Author granted license

Creative Commons Attribution-NonCommercial-ShareAlike 4.0 International

Document Type

Working Paper

Publication Date

2-2017

Language

en-US

Abstract

On September 22, 2016 the Internal Revenue Service (IRS) and its Security Summit partners issued an alert to taxpayers and tax professionals to be on guard against fake e-mails purporting to contain a tax bill related to the Affordable Care Act. Surprisingly, this e-mail scam works. It really should not.

Modern technology is facilitating many contemporary tax scams. In recent years the US has seen false (refund) return scams, phone scammers impersonation IRS agents, and now e-mail scams with fraudulent CP-2000 notices attached to a demand for payment. The same phone and e-mail frauds have appeared in both Canada and the UK. The timing of the Canadian and UK frauds suggest a migration of the phone fraud from the US to the UK and Canada. That is the analysis of the UK’s Action Fraud Agency, part of the National Fraud Intelligence Bureau (NFIB) within the City of London Police Department.

The Indian government has begun an enforcement action against a number of call centers outside Mumbai related to the IRS impersonation phone scam. If past patterns prevail one might expect that closing the five call centers identified in the HGlobal indictment would only mean that other call centers would take up the business, and the fraud would continue. The same frauds, from the same Indian call centers also appear to be behind a phone fraud up-tick in Australia, and New Zealand. Following the same pattern, Irish phone frauds recently morphed into e-mail scams purportedly coming from Irish Revenue, which the Irish believe migrated into Ireland from the UK.

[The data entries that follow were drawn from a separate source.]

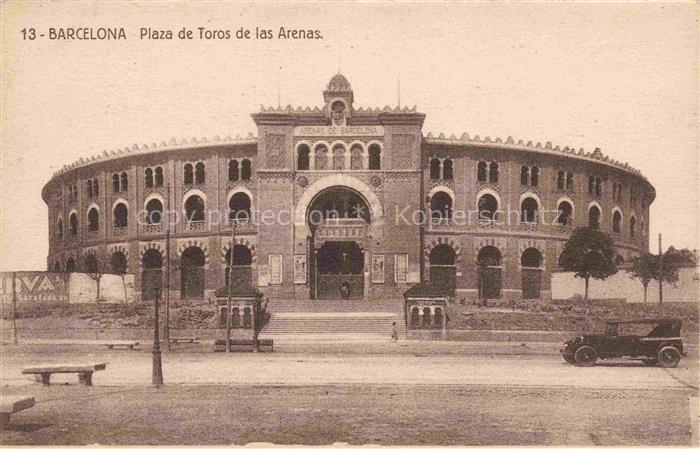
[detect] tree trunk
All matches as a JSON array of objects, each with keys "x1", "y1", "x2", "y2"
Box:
[
  {"x1": 96, "y1": 278, "x2": 101, "y2": 302},
  {"x1": 643, "y1": 283, "x2": 648, "y2": 304},
  {"x1": 584, "y1": 276, "x2": 589, "y2": 302}
]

This is like a game of “whack-a-mole.” When a tax scam gets put down in one area we tend to see both: (a) a migration of the fraud to other jurisdictions (the US phone scam’s migration to Canada and the UK), and (b) a domestic mutation of the fraud (the US phone scam morph into the CP-2000 e-mail scam.) New scams pop up whenever old scams are put down.

There are lessons to be learned. This paper focuses on the new e-mail scams, a mutation of frightening potential. It is a technology-based scam, and it has the capability to eclipse all the older scams. It needs to be taken very seriously.